Nouvelle tirée de Bocace[1].


Je me souviens d’avoir damné jadis
L’amant avare ; et je m’en dédis.
Si la raison des contraires est bonne,
Le liberal doit estre en Paradis :
Je m’en rapporte à Messieurs de Sorbonne.
Il estoit donc autrefois un Amant
Qui dans Florence aima certaine femme.
Comment aimer ? c’estoit si follement,
Que, pour luy plaire, il eust vendu son ame.
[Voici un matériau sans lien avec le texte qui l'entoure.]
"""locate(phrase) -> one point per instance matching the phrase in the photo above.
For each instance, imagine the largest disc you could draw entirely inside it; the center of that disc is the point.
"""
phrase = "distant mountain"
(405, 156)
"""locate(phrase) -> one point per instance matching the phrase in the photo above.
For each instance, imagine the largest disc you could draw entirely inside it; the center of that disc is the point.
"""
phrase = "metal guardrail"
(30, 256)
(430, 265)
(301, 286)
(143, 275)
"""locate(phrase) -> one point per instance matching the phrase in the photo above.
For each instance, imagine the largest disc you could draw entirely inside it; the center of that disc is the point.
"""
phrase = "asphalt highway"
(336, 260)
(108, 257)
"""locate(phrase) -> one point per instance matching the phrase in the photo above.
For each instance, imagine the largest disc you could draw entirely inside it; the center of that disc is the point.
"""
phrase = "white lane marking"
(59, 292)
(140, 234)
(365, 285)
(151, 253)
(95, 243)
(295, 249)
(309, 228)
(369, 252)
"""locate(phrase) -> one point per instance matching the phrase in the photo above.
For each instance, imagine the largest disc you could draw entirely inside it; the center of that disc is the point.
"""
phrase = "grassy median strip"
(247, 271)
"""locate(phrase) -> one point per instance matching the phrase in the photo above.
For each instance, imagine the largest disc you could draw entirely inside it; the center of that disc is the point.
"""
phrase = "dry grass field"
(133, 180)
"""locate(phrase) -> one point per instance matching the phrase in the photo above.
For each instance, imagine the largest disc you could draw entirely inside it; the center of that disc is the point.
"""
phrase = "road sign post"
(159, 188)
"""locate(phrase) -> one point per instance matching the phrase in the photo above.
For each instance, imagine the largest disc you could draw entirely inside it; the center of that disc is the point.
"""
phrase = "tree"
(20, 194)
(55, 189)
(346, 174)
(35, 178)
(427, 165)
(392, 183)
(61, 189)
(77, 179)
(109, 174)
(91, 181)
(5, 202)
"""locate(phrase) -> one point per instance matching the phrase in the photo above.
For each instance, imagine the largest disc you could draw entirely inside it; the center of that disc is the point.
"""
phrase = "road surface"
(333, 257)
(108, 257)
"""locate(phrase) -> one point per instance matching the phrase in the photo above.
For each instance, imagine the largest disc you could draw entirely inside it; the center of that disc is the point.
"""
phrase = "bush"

S’agissoit-il de divertir la Dame,
A pleines mains il vous jettoit l’argent
Sçachant tres-bien qu’en amour comme en guerre
On ne doit plaindre un métail[2] qui fait tout,
Renverse murs, jette portes par terre,
N’entreprend rien dont il ne vienne à bout ;
Fait taire chiens, et, quand il veut, servantes,
Et, quand il veut, les rend plus eloquentes
Que Ciceron, et mieux persuadantes :
Bref, ne voudroit avoir laissé debout
Aucune place, et tant forte fust-elle.
Si laissa-t-il sur ses pieds nostre Belle.
Elle tint bon ; Federic échoüa
Prés de ce roc, et le nez s’y cassa ;
Sans fruit aucun vendit et fricassa

  1. Decameron, giornata V, novella IX.
  2. Ainsi dans l’édition de 1671 ; métal dans celle de 1685.